Фридман вдруг принагнулся, открыл сейф, достал бутылку коньяку, налил в два мельхиоровых наперстка.
– За што пьем, Ваня? Верный ты был друг, не бросил тогда. Я до дружбы, как репей до собачьего хвоста. – Он выпил, оттопырил губы, будто для поцелуя, сразу разговорился: – Знаешь, Ваня, был я тут в Америке. Сподобился. Водились бы деньги, да. Нынче скоро дело делается.
– Ну…?
– Разве у нас жизнь? Тьфу. Вот там живут, как люди. В двухэтажном доме меня поселили. Три спальни и четыре туалета. Культурные люди, умеют жить. А у нас дырка, как в пещерном веке… Читал тут: Инесса Арманд, революционерка, писала Ленину, будучи здесь в ссылке. У северных баб, пишет, ж… обросли мохом. И права ведь. За всех не скажу, а она права. Дует в дырку, болезни всякие.
– И остался бы там…
– Не смогу жить. Они – как муравьи. А тут родина.
Коньяк развязал языки, растеплил давно чужие сердчишки, и мужики как бы породнились на время. Ну и что ж: сливки общества, с одного молока сняты.
– Ну и успокойся, Григорий Семенович. Не в дырке счастье, счастье в труде. Король норманнов тоже ходил к дырке, когда приспичит, ну и что? Завоевали полмира и в Америку, оказывается, стаскались раньше Колумба. Слушай, а ты Ротмана знаешь?
– Ротман, эротман, глотвам, вротвам, вротнам. В Слободе, Ваня, один еврей, да и тот Фридман… И что: занял и не отдал? Красный человек?
– Да так, – смутился Жуков, спрятал взгляд.
Чтобы повернуть судьбу, надо так душу настропалить, так ее распалить и взбудоражить, чтобы каждый прожитый день казался невыносимой каторгой, и если чуть промедлить, то и вовсе наступит край. И тогда, закрывши глаза, бросаешься с обрыва в самое гиблое бучило, где скончалась не одна бесшабашная головушка, – и спаси тя Бог, ибо неоткуда более ждать подмоги.
…Как порожняк, катились дни Ивана Жукова, но в этой усыпляющей мерности длинного унылого перегона от люльки до погоста и таились скорые перемены, ибо во всяком движении есть внезапные спотычки, когда задремли – и лоб ненароком искровянишь; только решись, милый, переведи стрелку на другие рельсы, а там иль пан, иль пропал. А к чему эти новины? Что выгадаешь от встряски? Как отзовется на судьбе? Над этим голова у Ивана не болела. Ибо нетерпение, что овладело, было куда сильнее розмысла.
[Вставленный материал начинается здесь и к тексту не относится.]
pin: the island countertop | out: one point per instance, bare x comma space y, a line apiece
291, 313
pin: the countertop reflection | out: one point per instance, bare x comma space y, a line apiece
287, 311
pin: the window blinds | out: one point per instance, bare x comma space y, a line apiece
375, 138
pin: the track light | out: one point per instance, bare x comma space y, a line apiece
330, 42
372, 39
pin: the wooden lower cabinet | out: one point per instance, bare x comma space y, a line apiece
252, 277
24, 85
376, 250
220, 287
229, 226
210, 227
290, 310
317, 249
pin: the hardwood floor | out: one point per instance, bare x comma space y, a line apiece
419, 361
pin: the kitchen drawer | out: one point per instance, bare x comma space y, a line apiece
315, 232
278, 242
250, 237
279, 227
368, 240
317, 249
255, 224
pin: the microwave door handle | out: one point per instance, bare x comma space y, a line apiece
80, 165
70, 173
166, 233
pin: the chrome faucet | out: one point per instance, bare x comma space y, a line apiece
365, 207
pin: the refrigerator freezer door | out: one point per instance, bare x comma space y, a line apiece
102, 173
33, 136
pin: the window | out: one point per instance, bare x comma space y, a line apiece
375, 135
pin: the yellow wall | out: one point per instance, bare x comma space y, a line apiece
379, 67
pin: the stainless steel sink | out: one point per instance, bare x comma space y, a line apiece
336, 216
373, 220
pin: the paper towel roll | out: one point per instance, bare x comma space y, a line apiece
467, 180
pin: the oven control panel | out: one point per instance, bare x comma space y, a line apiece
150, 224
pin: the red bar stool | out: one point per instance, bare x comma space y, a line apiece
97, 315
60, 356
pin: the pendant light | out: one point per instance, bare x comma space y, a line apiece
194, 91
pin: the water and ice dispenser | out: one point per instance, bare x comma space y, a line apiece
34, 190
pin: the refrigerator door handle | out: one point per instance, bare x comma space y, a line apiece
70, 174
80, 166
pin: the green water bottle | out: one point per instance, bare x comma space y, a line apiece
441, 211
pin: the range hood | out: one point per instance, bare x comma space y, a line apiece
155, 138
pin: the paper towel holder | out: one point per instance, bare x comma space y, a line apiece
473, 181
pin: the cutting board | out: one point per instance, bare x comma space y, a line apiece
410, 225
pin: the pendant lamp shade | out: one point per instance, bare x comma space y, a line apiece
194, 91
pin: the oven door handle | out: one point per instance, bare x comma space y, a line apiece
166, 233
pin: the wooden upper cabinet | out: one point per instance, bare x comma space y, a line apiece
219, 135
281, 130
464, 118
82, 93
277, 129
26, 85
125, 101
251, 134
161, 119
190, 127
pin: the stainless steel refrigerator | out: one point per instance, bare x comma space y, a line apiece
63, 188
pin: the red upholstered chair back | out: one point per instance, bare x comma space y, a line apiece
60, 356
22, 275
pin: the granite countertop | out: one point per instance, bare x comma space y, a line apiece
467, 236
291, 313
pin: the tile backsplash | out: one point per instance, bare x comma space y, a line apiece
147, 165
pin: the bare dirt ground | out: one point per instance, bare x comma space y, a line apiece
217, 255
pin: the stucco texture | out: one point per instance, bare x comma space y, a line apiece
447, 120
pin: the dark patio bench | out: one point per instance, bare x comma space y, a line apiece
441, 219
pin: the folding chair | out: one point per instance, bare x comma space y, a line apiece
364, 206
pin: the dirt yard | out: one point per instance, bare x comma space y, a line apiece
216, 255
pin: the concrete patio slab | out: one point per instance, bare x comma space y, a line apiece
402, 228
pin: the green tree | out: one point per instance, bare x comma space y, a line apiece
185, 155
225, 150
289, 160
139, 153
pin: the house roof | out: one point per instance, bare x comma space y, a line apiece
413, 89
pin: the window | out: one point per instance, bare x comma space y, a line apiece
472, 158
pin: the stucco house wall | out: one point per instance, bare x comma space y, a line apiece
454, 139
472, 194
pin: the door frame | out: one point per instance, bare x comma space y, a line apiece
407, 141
…И все сладилось скоро. Только однажды и подняла паспортистка глаза, когда спросила про национальность. И тут будто чей-то спокойный голос подсказал из-за плеча: «еврей». Девица, может, и удивилась, но не выказала виду, лишь передернула плечом, будто у нее слетела бретелька нижней сорочки. Вечером, прислонив новый паспорт к латунному стоянцу лампы, Жуков долго вчитывался в свою надуманную фамилию, стараясь понять ее смысл, будто в тайнописи нескольких буквиц, начертанных черной тушью, и таилась разгадка будущего пути. Сто рублей отдал – и вот тебе новый человек; без родовы, без памяти, без прошлого, без грехов и минувших мук; как бы все начисто одним махом смел с прожитого листа и теперь вот, в одиночку, размечай иной путик, какой завяжется в твоей отчаянной беспутой голове.
Жуков долго соображал в одиночестве, что же случилось с ним, но никаких перемен, к ужасу ли, к счастию ли, ни в себе, ни вовне не нашел. Тот же угрюмый мрак на воле, заливший всю вселенную, сиротская лампешка под жестяным колпаком и чужой пустынный дом со всякой чертовщиной в заплесневевших от старости углах. На улице решительно, как-то сразу стемнилось, как бывает лишь на Северах, зашуршало, заскреблось в пазьях, с оттягом ударило в стену, так что изобка встряхнулась, но устояла, и в стекло шлепнулась лепеха жидкого снега, будто кто на передызье заигрывал с Жуковым.
«Покров, – подумалось туманно, – прежде девки снежок ходили полоть к бане, гадали суженого, приговаривали: “Покрой, батюшко Покров, землю снежком, а меня женишком”. И – эх, всякая шшолка затычки просит», – вздохнул по-стариковски и стал уряживать себя ко сну.